Today, there have been a gradual effort to revitalize and repair the buildings and grounds of the imperial age in Hue starting with the Citadel. This fortress located on the north side of the Perfume River was once dedicated to the civic, religious, governmental, and residential life and functions of the emperor and his family. Surrounded by a wall that covers six miles and an impressive main gate, the Citadel bears some resemblance to the imperial city in Beijing on a smaller scale. The Palace of Supreme Harmony used for special events retains much of its glory in the form of dozens of bright red and gilded columns, elaborate carvings of dragons and other imperial symbols, and an elevated throne. The most impressive remnant of the Forbidden Purple City where the royal family lived is an elaborately painted long corridor connecting the royal theater and the royal library which provides a comfortable place to cool off and take in the grandeur of this once powerful residence.
Ironically, once of the best preserved and most ornate structures remaining from the imperial age is the mausoleum of an unpopular emperor, Khai Din, who died while in his forties in 1925. Constructed on several levels and built into a hillside several miles away from the Citadel, this tomb was a combination of European architecture and Vietnamese designs. The platform outside his tomb features several dozen terra cotta guards and elephants who watch over his grave and are a favorite site for pictures and posing. Inside, the tomb is brightly colored with paintings, decorations and a gold plated grave.
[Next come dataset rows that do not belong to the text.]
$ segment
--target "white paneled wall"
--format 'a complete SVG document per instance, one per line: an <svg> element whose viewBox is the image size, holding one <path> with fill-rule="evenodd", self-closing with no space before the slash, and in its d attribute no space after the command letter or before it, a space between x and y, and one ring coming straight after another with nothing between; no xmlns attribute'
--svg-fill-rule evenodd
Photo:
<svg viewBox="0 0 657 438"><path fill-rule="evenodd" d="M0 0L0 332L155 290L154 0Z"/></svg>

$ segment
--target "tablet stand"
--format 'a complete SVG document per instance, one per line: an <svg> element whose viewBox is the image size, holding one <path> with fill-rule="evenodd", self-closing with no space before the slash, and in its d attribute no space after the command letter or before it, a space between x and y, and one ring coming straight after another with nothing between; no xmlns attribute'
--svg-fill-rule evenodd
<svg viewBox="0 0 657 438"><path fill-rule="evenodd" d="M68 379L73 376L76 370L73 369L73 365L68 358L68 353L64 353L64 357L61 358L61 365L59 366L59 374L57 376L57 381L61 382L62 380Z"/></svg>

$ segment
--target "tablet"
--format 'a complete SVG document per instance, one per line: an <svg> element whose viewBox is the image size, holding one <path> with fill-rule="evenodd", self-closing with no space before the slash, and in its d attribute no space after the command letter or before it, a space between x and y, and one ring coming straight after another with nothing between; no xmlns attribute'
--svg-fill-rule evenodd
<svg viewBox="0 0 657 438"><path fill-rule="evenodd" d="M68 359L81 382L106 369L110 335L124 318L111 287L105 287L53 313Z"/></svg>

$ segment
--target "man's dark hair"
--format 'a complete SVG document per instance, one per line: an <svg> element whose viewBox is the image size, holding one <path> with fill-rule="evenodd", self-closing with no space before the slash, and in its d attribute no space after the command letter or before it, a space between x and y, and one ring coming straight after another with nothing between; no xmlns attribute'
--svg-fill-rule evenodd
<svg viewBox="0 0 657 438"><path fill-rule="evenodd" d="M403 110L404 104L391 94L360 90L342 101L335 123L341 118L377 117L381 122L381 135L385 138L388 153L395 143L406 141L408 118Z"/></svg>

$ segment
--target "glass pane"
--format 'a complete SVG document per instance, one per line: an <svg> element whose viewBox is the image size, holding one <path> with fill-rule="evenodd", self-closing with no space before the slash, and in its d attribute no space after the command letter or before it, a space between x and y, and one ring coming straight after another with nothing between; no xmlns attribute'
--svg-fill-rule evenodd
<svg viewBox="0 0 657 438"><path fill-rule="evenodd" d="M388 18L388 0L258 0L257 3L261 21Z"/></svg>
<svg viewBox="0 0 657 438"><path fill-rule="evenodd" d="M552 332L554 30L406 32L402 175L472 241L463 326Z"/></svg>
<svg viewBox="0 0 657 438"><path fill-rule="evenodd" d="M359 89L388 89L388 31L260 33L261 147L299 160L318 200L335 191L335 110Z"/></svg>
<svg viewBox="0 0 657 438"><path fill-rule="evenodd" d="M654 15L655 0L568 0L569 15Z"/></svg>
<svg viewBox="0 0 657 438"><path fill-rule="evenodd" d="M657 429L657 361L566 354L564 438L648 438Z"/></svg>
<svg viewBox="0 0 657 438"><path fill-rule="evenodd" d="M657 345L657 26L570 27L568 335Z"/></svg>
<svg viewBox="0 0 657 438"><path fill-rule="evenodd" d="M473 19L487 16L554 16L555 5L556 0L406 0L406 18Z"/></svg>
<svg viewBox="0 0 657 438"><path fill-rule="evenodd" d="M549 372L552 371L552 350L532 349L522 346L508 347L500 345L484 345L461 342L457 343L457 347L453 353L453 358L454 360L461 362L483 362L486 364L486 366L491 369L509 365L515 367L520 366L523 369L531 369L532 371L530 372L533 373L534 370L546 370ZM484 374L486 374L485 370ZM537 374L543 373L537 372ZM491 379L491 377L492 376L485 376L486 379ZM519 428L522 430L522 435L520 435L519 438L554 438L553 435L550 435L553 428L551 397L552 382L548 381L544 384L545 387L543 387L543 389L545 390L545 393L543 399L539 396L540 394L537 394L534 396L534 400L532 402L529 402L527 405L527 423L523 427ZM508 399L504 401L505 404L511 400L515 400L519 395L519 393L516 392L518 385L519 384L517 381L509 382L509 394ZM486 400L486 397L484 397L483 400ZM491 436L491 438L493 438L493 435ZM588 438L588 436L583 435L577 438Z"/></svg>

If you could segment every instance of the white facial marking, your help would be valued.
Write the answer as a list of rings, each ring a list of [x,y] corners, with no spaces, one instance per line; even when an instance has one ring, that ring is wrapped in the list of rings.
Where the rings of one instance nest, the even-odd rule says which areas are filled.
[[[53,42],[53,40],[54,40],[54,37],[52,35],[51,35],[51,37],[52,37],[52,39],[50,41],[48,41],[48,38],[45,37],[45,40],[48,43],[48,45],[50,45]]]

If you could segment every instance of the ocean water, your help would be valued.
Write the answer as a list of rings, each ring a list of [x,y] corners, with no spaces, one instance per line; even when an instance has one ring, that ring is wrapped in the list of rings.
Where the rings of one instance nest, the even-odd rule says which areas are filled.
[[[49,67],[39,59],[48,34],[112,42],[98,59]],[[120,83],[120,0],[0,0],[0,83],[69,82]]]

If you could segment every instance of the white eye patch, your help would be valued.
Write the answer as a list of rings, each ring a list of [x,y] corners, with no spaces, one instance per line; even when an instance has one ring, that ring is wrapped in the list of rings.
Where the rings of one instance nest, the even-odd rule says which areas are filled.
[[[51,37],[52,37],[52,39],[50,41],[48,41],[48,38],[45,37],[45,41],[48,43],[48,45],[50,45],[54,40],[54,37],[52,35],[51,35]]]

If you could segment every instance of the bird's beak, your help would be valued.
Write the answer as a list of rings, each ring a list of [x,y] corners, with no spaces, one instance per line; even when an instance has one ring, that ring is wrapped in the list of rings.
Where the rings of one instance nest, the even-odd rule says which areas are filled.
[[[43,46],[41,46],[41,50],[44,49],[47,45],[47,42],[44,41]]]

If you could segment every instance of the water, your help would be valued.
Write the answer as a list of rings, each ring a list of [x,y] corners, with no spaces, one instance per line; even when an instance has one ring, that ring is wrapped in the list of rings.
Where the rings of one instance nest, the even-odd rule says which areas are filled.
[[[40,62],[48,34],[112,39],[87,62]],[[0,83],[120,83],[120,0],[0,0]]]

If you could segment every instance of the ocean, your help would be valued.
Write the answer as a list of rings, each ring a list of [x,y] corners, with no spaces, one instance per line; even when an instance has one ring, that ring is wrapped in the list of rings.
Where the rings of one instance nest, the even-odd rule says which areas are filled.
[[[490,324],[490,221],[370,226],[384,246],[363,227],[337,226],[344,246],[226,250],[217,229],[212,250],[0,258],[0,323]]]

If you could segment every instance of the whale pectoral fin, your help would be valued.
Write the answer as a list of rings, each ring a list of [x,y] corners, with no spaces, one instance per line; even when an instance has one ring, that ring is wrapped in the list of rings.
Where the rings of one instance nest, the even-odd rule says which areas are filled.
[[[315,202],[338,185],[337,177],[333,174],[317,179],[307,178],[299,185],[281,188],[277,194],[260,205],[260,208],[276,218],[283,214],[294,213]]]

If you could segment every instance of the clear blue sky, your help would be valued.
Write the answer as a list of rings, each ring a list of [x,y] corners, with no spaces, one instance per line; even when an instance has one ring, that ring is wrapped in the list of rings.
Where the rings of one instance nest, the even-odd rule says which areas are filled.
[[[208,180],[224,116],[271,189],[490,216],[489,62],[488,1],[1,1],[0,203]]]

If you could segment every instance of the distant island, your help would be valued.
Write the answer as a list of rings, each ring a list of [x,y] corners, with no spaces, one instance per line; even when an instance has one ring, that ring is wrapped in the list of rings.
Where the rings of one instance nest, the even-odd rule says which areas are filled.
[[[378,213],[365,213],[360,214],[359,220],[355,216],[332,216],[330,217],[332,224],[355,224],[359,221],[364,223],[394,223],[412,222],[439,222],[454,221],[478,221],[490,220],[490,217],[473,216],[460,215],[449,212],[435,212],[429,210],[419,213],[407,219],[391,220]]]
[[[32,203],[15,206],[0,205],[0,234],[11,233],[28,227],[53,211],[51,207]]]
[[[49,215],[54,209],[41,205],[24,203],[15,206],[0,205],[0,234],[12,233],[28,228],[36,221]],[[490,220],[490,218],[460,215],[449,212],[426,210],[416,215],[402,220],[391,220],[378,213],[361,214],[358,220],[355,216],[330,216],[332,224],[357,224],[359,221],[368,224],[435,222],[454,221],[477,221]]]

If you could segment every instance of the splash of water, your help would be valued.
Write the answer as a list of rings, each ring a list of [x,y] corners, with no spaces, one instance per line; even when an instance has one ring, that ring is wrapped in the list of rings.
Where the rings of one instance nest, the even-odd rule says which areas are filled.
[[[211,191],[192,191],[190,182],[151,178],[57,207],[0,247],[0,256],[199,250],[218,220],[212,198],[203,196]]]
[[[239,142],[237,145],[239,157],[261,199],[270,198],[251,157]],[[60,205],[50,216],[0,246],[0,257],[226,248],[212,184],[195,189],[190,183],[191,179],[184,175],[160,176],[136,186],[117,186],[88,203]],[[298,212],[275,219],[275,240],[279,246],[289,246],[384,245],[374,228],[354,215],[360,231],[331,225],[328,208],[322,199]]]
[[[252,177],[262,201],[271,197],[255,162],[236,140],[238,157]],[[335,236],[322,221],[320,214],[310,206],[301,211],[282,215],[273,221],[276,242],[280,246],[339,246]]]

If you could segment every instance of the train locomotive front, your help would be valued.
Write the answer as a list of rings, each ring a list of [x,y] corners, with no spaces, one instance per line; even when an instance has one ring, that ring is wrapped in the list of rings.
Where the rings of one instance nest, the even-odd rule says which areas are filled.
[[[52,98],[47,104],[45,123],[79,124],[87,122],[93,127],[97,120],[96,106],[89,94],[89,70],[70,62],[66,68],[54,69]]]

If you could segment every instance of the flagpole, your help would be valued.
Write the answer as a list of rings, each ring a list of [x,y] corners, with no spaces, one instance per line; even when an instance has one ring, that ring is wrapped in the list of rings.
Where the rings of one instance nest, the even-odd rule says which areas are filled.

Another popular activity in Hue is to take a ride on a dragon boat down the Perfume River to see some other traditional buildings and tombs. One site worth docking at is the Thien Mu Pagoda, a seven story Buddhist tower which dates to 1601. Throughout the centuries, the pagoda complex has continued to serve as a monastery and as a refuge from the vicissitudes of politics. It is also known for the huge 4400-pound bronze bell which can be heard for miles.